Она уже ждала его там. Худенькая женщина небольшого роста, одетая в традиционную для Суны длинную одежду и светлый шелковый шарф, который она использовала в качестве капюшона. Как всегда держит на руках младенца.

- Гаара, – произнесла она каким-то совсем неживым голосом.

- Это я, – юноша опустил голову, подойдя к женщине вплотную, пытаясь прочитать хоть что-то в стеклянных синих глазах.

- Его будут звать Гаара. Самовлюбленный демон. И возлюбит же он только себя, и сражается только за себя. И пусть это станет смыслом его существования. Такова моя воля. Будь проклята Суна! Будь она проклята его существованием!

Ребенок на ее руках истошно закричал, протягивая к матери руки, которые на глазах рассыпались, превращаясь в песок, который ветром разносило по всей пустыне.

- Почему? – сорвалось с его губ. – За что ты так со мной? Я был не виноват. Я даже не родился.

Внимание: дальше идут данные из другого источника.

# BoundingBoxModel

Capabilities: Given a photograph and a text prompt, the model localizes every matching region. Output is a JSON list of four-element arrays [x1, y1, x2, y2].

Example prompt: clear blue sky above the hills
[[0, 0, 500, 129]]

Женщина продолжала смотреть, как остатки песка высыпаются из легкого покрывала, в котором она держала младенца.

- Ответь мне, – Гаара протянул руку, пытаясь коснуться ее плеча, но получил в ответ только мимолетный полный ненависти взгляд, и она тоже начала осыпаться песком. – Мама… – произнес он беззвучно, потому что в горле стоял болезненный истеричный комок.

В огромном зале с высоким потолком, где было темно и жарко, как в пустыне, которую он только что покинул, он увидел знакомую железную решетку, на замке которой была такая же печать, как та, что красовалась на его животе. Шукаку был явно в приподнятом настроении и то и дело лупил по клетке песочным хвостом.

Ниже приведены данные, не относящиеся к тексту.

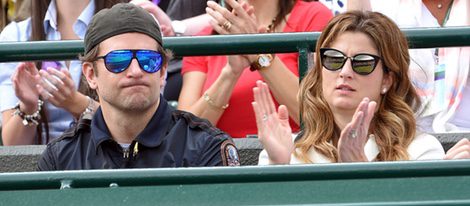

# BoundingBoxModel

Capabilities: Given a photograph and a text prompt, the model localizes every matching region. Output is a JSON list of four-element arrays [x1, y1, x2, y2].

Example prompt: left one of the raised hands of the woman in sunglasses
[[252, 81, 294, 164]]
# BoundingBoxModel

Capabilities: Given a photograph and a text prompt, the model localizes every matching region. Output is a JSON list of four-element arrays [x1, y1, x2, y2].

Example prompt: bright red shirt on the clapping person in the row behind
[[181, 0, 332, 138]]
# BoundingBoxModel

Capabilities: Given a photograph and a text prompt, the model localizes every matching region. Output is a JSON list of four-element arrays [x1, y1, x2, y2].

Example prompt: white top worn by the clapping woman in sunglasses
[[258, 133, 445, 165]]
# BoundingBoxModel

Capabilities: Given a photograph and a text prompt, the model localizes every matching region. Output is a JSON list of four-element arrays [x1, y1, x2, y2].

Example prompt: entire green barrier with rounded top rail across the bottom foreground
[[0, 160, 470, 206]]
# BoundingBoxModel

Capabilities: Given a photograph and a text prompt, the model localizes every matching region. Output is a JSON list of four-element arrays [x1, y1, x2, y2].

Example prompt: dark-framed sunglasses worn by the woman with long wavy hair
[[320, 48, 387, 75]]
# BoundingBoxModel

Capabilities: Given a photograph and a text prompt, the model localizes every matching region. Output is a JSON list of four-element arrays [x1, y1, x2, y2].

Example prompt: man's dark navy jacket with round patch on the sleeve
[[38, 98, 239, 170]]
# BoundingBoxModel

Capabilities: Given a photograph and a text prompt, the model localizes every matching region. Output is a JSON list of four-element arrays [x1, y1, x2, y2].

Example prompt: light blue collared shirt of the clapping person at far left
[[0, 0, 95, 142]]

- Развлекаешься? – зло прошипел Гаара, подходя ближе.

- Вот и ты, мой блистательный! – тануки прыгал на всех четырех лапах. – Как тебе наше сегодняшнее кинематографическое путешествие? Мы старались изо всех сил!

- Волшебно, – съязвил Джинчуурики.

- Наконец-то хоть какое-то веселье. А то давно ты не заглядывал в свой «внутренний мир». Мы уже заскучали, – пропел Однохвостый.

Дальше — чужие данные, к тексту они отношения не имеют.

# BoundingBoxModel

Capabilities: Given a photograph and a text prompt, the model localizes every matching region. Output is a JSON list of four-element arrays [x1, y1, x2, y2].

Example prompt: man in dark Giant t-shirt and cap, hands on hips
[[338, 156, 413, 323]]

- А я-то как соскучился, не передать. – Гаара прищурил глаза, пытаясь заглянуть вглубь клетки, откуда доносился подозрительный шорох и шелест песка. – Что у тебя там происходит?

- Вот ты сейчас первый начинаешь, мой блистательный! Не надо на нас оттачивать свои замашки Кадзекагэ, – обиженно протянул Шукаку. – Своими секретарями командовать будешь, а не нами.

- Отставить истерику, – ответил юноша, складывая руки на груди. – Повторяю для особо непонятливых енотов: ответил мне, что ты там делаешь.

- Эта девочка выглядит вкусненько, – пробурчал тануки.